According to the police, the girl’s father who is a resident of Delhi, complained to the police that his daughter accepted a friendship request from an unknown person on Instagram. Following which she started chatting on social media with the accused and during this, the accused persuaded the girl to send her naked video. After that, he started threatening and extorting money from her threatening that he would put her nude video on the social media.
The accused, Md. Amir, who was learning work at a saloon in his native village, represented himself from a good family background and became friends with girls on Instagram. As per the police, the accused demanded Rs 5,000 from the girl who then paid him Rs 2,000 via online transaction, but kept threatening her to cough up the remaining amount.

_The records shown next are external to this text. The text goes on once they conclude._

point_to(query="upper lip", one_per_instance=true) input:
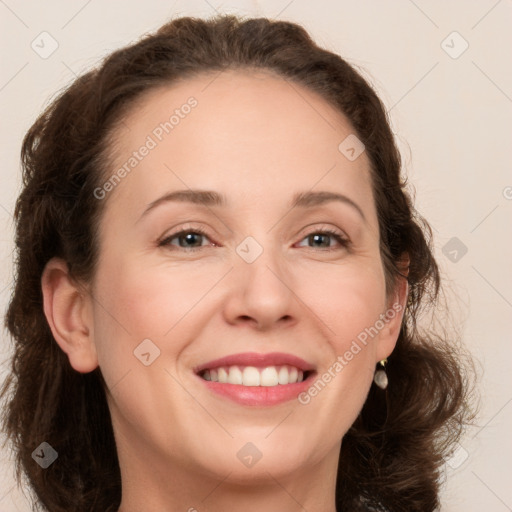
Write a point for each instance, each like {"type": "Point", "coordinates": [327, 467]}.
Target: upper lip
{"type": "Point", "coordinates": [257, 359]}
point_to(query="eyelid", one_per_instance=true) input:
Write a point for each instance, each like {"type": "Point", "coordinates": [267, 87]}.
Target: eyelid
{"type": "Point", "coordinates": [322, 229]}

He managed to lure other girls also to send their naked videos. After getting them, he started threatening and extorting money from those girls under the threat that he would upload the video on social media, police said. “The accused has been booked under section 387 (extortion) of IPC and Protection of Children from Sexual Offences Act was also registered, ” said Rajiv Ranjan Singh, DCP Outer North.
In February, 19-year-old Rahim Khan was arrested from Faridabad district, Haryana for stalking and blackmailing more than 50 girls and women across Bharat on Instagram. Again in February, a schoolgirl (14) in Malappuram, Kerala was befriended through Instagram, hooked onto drugs and then gang-raped for months by a 7-member gang out of which 2 – Muhammed Aflah, Muhammed Rafeeque – were arrested.
Last year, another Instagram-driven racket was busted in Tamil Nadu where a gang led by engineering student Mohammed Mohideen, studying in Germany, was booked for blackmail and extorting money from women by threatening to expose their nude and morphed photographs on social media.
Such cases show the dangers inherent in children and teens using social media and phones/laptops without supervision. While celebrity culture and PR/media manipulation by big tech companies leads to peer pressure for children to go online and ‘express themselves’, as parents and a society we have to save our kids from the pitfalls of the digital age.
We have to set clear boundaries, monitor children’s online activity, and keep having a conversation with them on cyber-stalking, sexual harassment and other such crimes. Also, howsoever politically incorrect it may sound, we need to educate them about the realities of certain religious ideologies and how they condition their believers to dehumanize the kafir/heathen un-believer.